Côté guitare, Daussat nous prouve une fois encore quel joueur de goût et de talent il sait être : attaque et sonorité, mise en place, développement des chorus… tout est impeccable, exécuté avec cœur et précision.
Le légendaire Tchavolo Schmitt (que Samy a longtemps accompagné) est aussi de la partie, pour notre plus grand plaisir. Soyons francs, le Tchavolo des années 90 aux longues phrases sinueuses et abruptes semble s’éloigner toujours un peu plus… De plus en plus, le guitariste se recentre sur ses gimmicks en privilégiant le son et le swing, ce dernier élément étant peut-être ce qu’il y a de plus précieux et de plus inimitable chez lui. Pour preuve, cette reprise caliente et festive de « Nouvelle vague » qui nous laisse entrevoir une nouvelle facette de Tchavolo : on le savait blues-rockeur ou encore chanteur à ses heures et l’on se met d’un coup à l’imaginer sans peine au sein du Buena Vista Social Club ! C’est sans conteste l’un un des moments forts de l’album.

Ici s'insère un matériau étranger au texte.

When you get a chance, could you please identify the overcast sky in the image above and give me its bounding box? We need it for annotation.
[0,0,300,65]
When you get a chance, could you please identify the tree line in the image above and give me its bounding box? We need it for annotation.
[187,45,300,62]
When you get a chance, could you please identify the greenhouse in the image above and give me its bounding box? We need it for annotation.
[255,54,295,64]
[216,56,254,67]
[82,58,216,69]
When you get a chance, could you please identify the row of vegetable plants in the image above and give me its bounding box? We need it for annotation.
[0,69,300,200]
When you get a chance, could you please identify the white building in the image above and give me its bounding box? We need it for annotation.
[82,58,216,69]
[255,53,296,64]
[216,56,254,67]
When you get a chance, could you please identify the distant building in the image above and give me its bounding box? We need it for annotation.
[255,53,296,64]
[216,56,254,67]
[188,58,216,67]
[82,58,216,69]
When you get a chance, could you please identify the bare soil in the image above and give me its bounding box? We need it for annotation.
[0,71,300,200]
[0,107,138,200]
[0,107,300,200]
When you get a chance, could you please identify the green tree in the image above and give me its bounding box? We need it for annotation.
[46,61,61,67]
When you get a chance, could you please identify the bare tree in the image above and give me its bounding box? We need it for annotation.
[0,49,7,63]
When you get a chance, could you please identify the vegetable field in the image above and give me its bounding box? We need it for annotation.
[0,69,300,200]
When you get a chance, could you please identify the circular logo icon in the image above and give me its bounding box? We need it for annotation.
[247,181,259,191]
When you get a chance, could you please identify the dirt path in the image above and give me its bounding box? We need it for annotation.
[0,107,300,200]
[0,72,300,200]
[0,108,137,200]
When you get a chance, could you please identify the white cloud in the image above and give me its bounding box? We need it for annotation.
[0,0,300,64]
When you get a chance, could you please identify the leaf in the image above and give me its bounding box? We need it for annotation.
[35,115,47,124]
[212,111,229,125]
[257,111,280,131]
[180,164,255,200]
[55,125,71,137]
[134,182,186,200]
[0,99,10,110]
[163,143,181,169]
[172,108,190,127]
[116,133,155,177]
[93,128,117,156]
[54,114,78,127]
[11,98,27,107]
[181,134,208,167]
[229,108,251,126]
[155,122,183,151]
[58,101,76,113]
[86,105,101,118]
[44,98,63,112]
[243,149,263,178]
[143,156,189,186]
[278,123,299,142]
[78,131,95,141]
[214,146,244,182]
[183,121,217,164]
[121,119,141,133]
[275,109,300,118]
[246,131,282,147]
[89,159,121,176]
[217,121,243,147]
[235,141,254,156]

Tchavolo participe également en tant que compositeur avec la « Ballade à Marie », dédiée à sa compagne Marie-Christine Brambilla. Cette dernière chante d’ailleurs sur « La rue Madureira », reprise d’une bossa de Nino Ferrer. On entendra également Jean-Yves Dubanton pousser de la voix sur « Chez les yéyés » et « Tu parles trop ».
Chaque titre de l’album est éclairé dans le livret du CD d’informations et d’anecdotes rédigées par Max Robin, plume et figure émérite de la galaxie swing manouche qui signe également un texte d’introduction et des portraits de Samy et Tchavolo.
Proposé en digipak, Label Ouest nous propose (encore une fois !) avec « Nouvelle vague » un vrai beau cd comme on les aime : musique, son, livret… Le visuel de couverture sera peut-être diversement apprécié mais la qualité est au rendez-vous. Quel plaisir de voir que la passion peut encore être un moteur en ce bas monde…
Prise de son chaleureuse, ambiance « live », variété des orchestrations (swing, rock, twist, latin, ballades…) et des participants font de « Nouvelle vague » un album étonnamment attachant, de surcroît parfaitement adapté pour la route des vacances. Gageons qu’il saura tout aussi bien nous procurer chaleur et réconfort quand l’hiver viendra.
Enfin, il est fort probable que vous ressentiez l’envie d’appuyer à nouveau sur « play » une fois l’album terminé… C’est sans doute la plus belle preuve de réussite.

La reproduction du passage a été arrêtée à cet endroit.